Опыт 70 трансплантаций сердца в многопрофильном медицинском учреждении

2018 
Introduction. The total number of patients with chronic heart failure in Russia had reached 15 million by 2016, including 6 million of those with the end-stage heart failure. Currently, heart transplantation (HT) provides the only possible method of a definite treatment of the disease, which allows a significant steady and long-term improvement of patient's quality of life.  The purpose of this article was to review the experience of heart transplantation in a multidisciplinary medical institution over an 8-year period. Material and methods . Since September 2009, more than 300 patients have been studied for the presence of indications for heart transplantation in the Department of Urgent Cardiology, Assisted Circulation and Heart Transplantation of the Sklifosovsky Research Institute for Emergency Medicine.

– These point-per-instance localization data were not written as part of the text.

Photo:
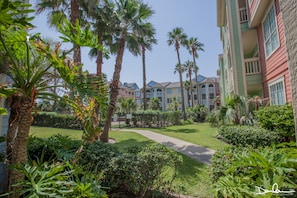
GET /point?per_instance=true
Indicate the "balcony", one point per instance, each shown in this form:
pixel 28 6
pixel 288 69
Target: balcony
pixel 252 66
pixel 243 15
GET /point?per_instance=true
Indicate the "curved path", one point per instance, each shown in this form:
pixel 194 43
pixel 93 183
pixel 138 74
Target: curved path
pixel 194 151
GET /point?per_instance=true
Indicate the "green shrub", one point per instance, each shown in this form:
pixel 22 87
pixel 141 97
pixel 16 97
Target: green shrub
pixel 141 171
pixel 52 119
pixel 238 171
pixel 97 156
pixel 247 135
pixel 57 147
pixel 279 119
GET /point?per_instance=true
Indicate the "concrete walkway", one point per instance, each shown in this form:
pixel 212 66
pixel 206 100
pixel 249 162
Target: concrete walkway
pixel 194 151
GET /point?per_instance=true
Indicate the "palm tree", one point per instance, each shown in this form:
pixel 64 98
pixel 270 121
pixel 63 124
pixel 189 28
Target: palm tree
pixel 188 88
pixel 178 38
pixel 143 41
pixel 189 67
pixel 289 15
pixel 132 14
pixel 58 13
pixel 193 45
pixel 103 17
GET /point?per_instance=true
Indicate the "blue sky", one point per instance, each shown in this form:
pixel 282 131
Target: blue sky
pixel 196 17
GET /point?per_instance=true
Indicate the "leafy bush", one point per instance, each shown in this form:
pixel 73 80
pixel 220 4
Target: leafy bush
pixel 279 119
pixel 56 180
pixel 57 147
pixel 97 156
pixel 141 171
pixel 197 113
pixel 238 171
pixel 247 135
pixel 52 119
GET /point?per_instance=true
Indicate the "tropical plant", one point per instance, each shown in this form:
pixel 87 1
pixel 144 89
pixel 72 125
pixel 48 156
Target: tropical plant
pixel 154 104
pixel 188 89
pixel 178 38
pixel 58 14
pixel 132 15
pixel 143 41
pixel 189 67
pixel 279 119
pixel 193 45
pixel 29 64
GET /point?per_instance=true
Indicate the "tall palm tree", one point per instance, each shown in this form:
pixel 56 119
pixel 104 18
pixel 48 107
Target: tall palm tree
pixel 289 15
pixel 132 14
pixel 188 88
pixel 58 13
pixel 193 45
pixel 178 38
pixel 102 17
pixel 189 67
pixel 143 41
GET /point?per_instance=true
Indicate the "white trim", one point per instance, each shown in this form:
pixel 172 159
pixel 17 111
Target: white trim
pixel 271 83
pixel 276 24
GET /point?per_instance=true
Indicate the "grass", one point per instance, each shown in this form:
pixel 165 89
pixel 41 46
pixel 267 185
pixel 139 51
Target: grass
pixel 192 178
pixel 201 134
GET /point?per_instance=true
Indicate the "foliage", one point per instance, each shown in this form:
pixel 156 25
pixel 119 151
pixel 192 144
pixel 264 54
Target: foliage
pixel 142 170
pixel 198 113
pixel 279 119
pixel 97 156
pixel 238 171
pixel 248 136
pixel 54 148
pixel 52 119
pixel 49 181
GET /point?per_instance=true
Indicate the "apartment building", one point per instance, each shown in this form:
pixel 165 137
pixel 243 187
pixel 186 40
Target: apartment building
pixel 254 59
pixel 208 90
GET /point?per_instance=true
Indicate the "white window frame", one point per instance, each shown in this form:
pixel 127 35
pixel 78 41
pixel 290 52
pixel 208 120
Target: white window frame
pixel 276 31
pixel 277 102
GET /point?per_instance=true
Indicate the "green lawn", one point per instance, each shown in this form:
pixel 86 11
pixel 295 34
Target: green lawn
pixel 192 179
pixel 201 134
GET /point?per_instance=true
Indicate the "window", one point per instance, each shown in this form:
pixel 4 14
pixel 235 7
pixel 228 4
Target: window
pixel 271 41
pixel 211 95
pixel 277 92
pixel 203 96
pixel 169 91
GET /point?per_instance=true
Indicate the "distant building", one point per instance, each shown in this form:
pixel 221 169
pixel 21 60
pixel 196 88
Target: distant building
pixel 254 59
pixel 167 91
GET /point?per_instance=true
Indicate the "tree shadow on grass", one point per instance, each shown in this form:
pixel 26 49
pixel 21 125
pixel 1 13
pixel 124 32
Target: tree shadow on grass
pixel 132 143
pixel 180 130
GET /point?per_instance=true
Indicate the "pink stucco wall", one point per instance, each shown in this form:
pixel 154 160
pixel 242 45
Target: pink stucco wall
pixel 276 65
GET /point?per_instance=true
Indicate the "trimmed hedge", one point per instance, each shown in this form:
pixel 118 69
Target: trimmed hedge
pixel 247 135
pixel 279 119
pixel 52 119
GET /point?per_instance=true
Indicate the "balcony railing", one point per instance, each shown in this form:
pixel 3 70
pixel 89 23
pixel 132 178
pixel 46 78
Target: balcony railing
pixel 243 15
pixel 252 66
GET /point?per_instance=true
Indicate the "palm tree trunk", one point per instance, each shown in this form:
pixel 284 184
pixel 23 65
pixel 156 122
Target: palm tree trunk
pixel 114 86
pixel 74 15
pixel 17 137
pixel 144 77
pixel 99 57
pixel 196 77
pixel 181 86
pixel 191 87
pixel 289 17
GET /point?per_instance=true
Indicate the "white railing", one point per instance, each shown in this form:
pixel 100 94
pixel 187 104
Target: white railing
pixel 252 66
pixel 243 15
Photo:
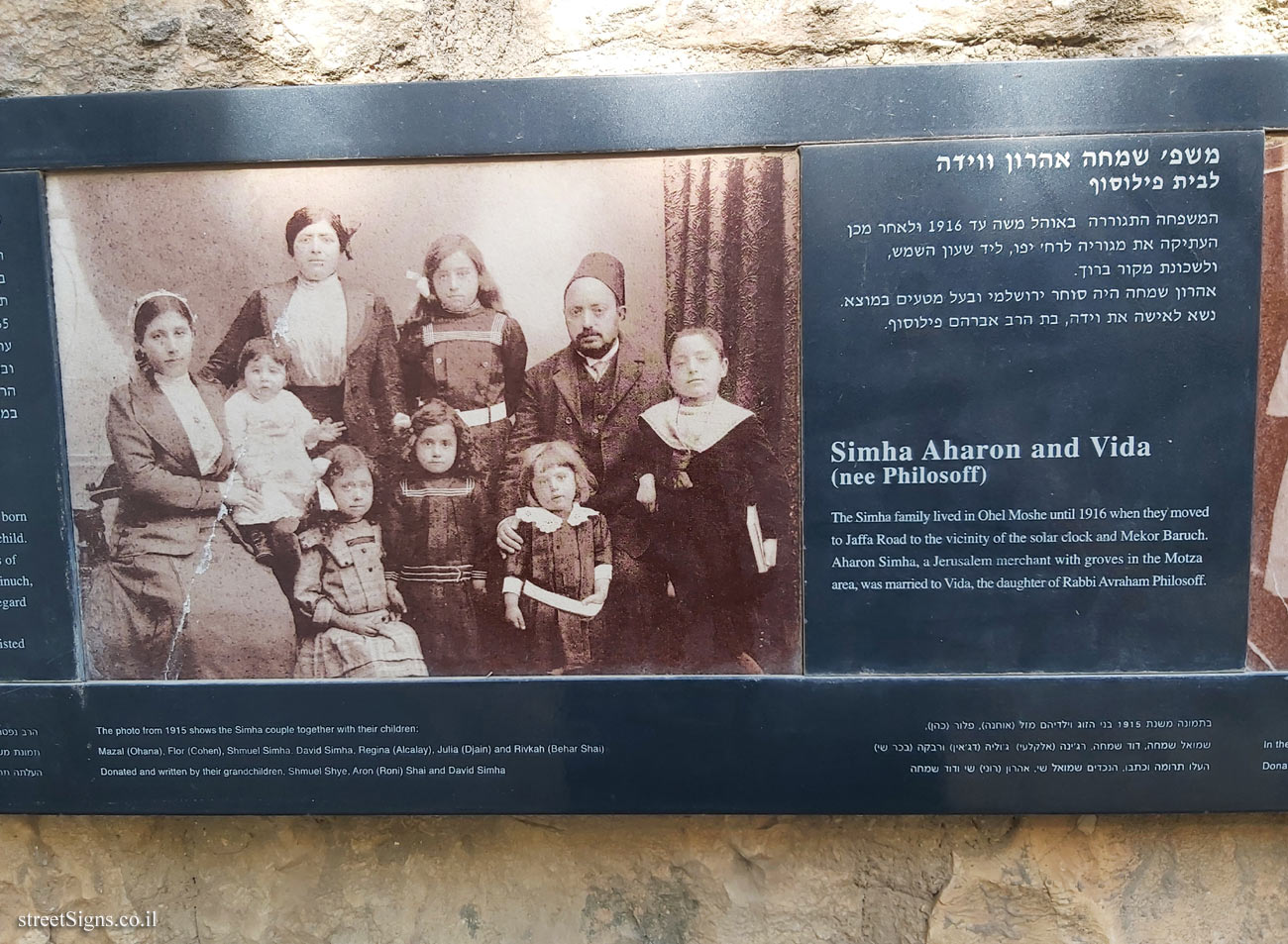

Eighty of all the screened potential recipients were included in the waiting list, and by the end of 2017, heart transplantations had been performed in 70 of them; the mean waiting time for transplantation was 93 ± 79 days. Results. The graft ischemia time averaged 174 ± 28 minutes (97 to 250 minutes). The graft ischemia time was 187 ± 36 minutes with the biatrial technique and 169 ± 24 minutes with bicaval technique. That parameter made 184 ± 23 minutes for a distant organ retrieval, while for a local organ retrieval it was 155 ± 29 minutes. By the end of 2017, of 70 cardiac transplant recipients enrolled in the analyzed group, 31 patients (44%) had died, 12 of whom during their hospital stay (hospital mortality was 18%). The main cause of death was the multiple organ failure syndrome in the early postoperative period, and infectious complications in the later period. Conclusion. The advantage of establishing the organ transplantation center (particularly for heart transplantation) in a multidisciplinary medical care facility lies in reduced donor organ ischemia time and starting treatment of complications without delay. The number of infectious complications, as well as complications associated with acute cellular rejection and coronary artery disease of the transplanted heart can be reduced by creating a regional system ensuring the targeted work with post transplant patients.